Monitoring irrigated areas has received considerable attention given the importance for e.g. food security, and for the management of water resources. However, the current extent of irrigated areas at continental to global scale is still uncertain. Existing maps, especially covering large areas, are mainly derived from country-level statistics.
Remote sensing has proven to be a valuable tool to map agricultural production areas, yet mapping irrigated areas has proven to be challenging. On the one hand, agricultural areas are difficult to map in general, while on the other hand the step from land cover (cropland) to land use (irrigation practice) requires additional data sources other than the optical satellite data.
Recently, a generic irrigation mapping method was developed in the framework of the FAO WaPOR data portal (https://wapor.apps.fao.org), to provide irrigation maps at a continental scale for Africa and the Near- East on a seasonal and annual basis. The method combines information on (i) the land cover, (ii) the phenology as obtained from time series analysis, (iii) actual Evapotranspiration (ETa), and (iv) precipitation. In short, the Water Deficit Index (WDI) is computed as the ratio of the seasonal precipitation over the seasonal ETa, with values below one when the water consumption is larger than the water availability on a seasonal basis. Although very good results were obtained with a WDI threshold of 0.9 on a continental scale, some issues remain, especially in areas where the water availability and the consumption are very similar, or where only supplementary irrigation is applied.
In addition to this physically-based approach, supervised classification methods have proven to be a suitable irrigation mapping method as well, yet suffer from the drawback that they require a large amount of reference information.
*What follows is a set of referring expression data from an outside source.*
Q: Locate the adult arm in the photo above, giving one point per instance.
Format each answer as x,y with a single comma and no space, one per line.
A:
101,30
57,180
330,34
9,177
To evaluate which method is best suited to distinguish between irrigated and rainfed agriculture, a comparison between both is made for three different irrigation schemes: (i) the Nile delta in Egypt, which receives full irrigation, (ii) the Bekaa valley in Lebanon where both irrigated and rainfed croplands are present, and (iii), the Koga region in Ethiopia, which is rainfed during the rainy season, but irrigated in the dry season.
From the analysis, it is clear that for regions with very little precipitation (Nile delta), the physical-based method is very well suited to map the irrigated areas, without the need for ground reference information. However, in more complex systems, such as the Bekaa valley, the confusion between irrigated and rainfed areas is quite substantial for the physical-based method, and the supervised classification method obtained more promising results.
This may suggest that for continental or global irrigation mapping, a combination of both methods is desirable. Irrigated areas in regions with low precipitation could best be mapped based on the WDI approach, while in more complex areas, supervised classification methods may be required. This would strongly reduce the need for detailed reference data over large areas, while maintaining a high mapping accuracy.